00:22:32.560 Try to keep them hopefully in, in a few weeks or, or, or maybe longer, we will get past this, this, this shutdown and, and go back to work.
00:22:45.920 And we'd like to have as many of those small businesses still viable.
00:22:49.420 And as many people still have the jobs that they had a month ago.
00:22:53.260 Right.
00:22:53.780 Of course.
00:22:54.340 I mean, you've only got bad options here, right?
00:22:56.560 You're, this is going to have an, a major cost just by virtue of it being a pandemic.
00:23:01.020 So the question is, do you have that cost and lose all your businesses?
00:23:04.360 You try to keep some of your businesses, very difficult decision.
00:23:07.260 Last question is a little controversial, but people sometimes forget there's a presidential election going on.
00:23:14.400 I know that it's not exactly in the news these days, but we will elect a president in November.
00:23:19.480 Question is from Twitter, uncomfortably quarantined.
00:23:23.060 What happens if Joe Biden is found to legitimately have competency issues by a physician, yet he was selected as the nominee?
00:23:31.020 What happens then as far as who is on the ballot?
00:23:34.600 You know, who knows?
00:23:38.760 Listen, Biden, I'll tell you one of the odd things about Biden, it seems like the guy is in witness protection.
00:23:44.480 I mean, what, what has happened to him?
00:23:46.320 I mean, it's, can you recall in your lifetime ever seeing anyone effectively wrap up a nomination and then disappear?
00:23:57.680 I mean, I guess he did, did what was it?
00:23:59.800 A Facebook, uh, live town hall that, that he like wandered off the camera and, and
00:24:05.420 It didn't go very well.
00:24:06.440 It did not go well.
00:24:07.420 Look, I like Joe personally.
00:24:08.920 He's an affable guy, but, but, you know, I gotta say he has slowed down more than a step or two.
00:24:16.420 And I've heard more than a little speculation that get to the convention, Democrats are going
00:24:23.520 to want to pull the plug and, and abandon ship.

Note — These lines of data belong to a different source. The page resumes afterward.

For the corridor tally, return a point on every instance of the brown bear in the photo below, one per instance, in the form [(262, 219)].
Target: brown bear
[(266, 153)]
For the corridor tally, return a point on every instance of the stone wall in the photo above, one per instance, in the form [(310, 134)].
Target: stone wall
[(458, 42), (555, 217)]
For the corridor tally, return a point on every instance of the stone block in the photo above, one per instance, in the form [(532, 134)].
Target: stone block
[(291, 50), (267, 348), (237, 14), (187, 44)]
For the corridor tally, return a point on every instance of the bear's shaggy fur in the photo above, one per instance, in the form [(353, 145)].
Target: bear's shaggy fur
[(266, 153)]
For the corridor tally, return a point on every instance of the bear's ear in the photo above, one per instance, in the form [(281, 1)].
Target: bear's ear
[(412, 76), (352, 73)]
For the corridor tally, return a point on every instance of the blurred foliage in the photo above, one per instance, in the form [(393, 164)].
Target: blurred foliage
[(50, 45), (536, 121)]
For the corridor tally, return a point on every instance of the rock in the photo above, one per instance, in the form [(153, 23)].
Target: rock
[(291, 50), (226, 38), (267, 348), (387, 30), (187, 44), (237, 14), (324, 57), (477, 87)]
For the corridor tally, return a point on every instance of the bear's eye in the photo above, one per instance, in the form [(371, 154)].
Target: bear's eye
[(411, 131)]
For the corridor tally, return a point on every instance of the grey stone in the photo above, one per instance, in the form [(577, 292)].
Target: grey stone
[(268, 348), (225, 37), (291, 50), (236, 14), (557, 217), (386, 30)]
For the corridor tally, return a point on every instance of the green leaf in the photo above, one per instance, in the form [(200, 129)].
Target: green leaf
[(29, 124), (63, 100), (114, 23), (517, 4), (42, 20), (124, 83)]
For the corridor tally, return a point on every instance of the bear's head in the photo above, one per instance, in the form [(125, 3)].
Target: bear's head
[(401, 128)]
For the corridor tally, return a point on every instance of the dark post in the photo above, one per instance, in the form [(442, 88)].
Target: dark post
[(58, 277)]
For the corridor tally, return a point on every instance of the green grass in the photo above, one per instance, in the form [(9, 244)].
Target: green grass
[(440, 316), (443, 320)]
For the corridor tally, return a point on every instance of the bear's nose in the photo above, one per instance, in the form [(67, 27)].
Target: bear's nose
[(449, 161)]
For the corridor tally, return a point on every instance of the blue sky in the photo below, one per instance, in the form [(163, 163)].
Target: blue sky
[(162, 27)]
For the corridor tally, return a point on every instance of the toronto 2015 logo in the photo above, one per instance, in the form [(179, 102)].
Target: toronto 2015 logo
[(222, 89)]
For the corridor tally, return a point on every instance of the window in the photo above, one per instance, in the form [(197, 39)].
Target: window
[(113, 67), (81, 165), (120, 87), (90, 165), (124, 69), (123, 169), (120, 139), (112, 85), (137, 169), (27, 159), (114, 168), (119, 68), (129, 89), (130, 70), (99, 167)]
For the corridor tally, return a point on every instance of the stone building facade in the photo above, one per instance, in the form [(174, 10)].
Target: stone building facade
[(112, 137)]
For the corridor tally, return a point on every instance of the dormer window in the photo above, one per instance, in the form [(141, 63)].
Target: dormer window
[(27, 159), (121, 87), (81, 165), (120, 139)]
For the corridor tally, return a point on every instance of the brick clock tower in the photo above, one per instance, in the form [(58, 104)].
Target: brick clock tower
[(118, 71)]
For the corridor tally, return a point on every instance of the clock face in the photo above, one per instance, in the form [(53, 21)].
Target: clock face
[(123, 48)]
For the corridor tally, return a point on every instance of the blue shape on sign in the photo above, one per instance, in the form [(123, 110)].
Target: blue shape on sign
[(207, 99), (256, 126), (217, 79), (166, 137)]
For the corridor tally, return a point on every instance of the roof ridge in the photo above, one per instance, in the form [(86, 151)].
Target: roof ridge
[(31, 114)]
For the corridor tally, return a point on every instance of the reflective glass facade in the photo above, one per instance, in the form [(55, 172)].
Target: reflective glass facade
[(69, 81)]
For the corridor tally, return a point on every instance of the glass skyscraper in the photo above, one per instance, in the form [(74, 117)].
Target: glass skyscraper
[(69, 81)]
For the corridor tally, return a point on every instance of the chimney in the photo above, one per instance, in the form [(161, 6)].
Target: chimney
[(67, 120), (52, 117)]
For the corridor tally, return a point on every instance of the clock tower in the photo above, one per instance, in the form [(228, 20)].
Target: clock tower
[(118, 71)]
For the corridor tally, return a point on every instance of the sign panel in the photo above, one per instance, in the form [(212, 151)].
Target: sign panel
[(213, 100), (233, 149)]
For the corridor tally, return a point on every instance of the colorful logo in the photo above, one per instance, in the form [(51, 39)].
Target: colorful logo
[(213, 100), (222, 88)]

00:24:26.580 I don't know if that happens, uh, under their rules, the superdelegates, you know, it's
00:24:31.580 interesting that Democratic party believes, believes in the state and believes in government.
00:24:37.920 So they're much more authoritarian.
00:24:39.660 So they have these things called superdelegates, which are elected officials that are basically
00:24:44.420 free to do whatever they want at a convention.
00:24:46.700 Republicans don't have superdelegates.
00:24:48.940 Yeah.
00:24:49.260 No, no.
00:24:49.480 It's interesting.
00:24:50.200 Republicans, Republicans don't have superdelegates.
00:24:52.460 Republicans actually follow the votes of the people.
00:24:56.280 The Democrats have, have a much more top down power driven system.
00:25:02.240 Uh, you know, I've heard interesting speculation about Andrew Cuomo suddenly becoming the dark
00:25:07.540 horse candidate.
00:25:08.720 Um, I don't know.
00:25:11.040 Um, it, I will say this, the longer this crisis continues, the more the question for every
00:25:20.580 voter is going to be, what leader do I trust to lead this country in a time of, of crisis
00:25:28.260 and calamity?
00:25:29.560 I, whether it's a public health crisis or an economic crisis.
00:25:33.160 And I, and I think that issue is likely to become the only issue for the Democrats at
00:25:38.640 their convention and, and the only issue, uh, or at least the dominant issue in November
00:25:43.660 of the general election.
00:25:44.580 Of course.
00:25:45.320 I mean, that's the theme that everybody's talking about is unemployment and it could affect
00:25:48.680 a restaurant worker and it could affect the democratic nominee for president. 1.00
00:25:52.860 Uh, there's a wide spectrum here and a lot of uncertainty.
00:25:56.420 We will try to clear up more of it next time as things are changing day by day, but that's
00:26:01.100 all the time we have for today.
00:26:02.800 Thank you, Senator.
00:26:03.640 I'm Michael Knowles.
00:26:04.640 This is verdict with Ted Cruz.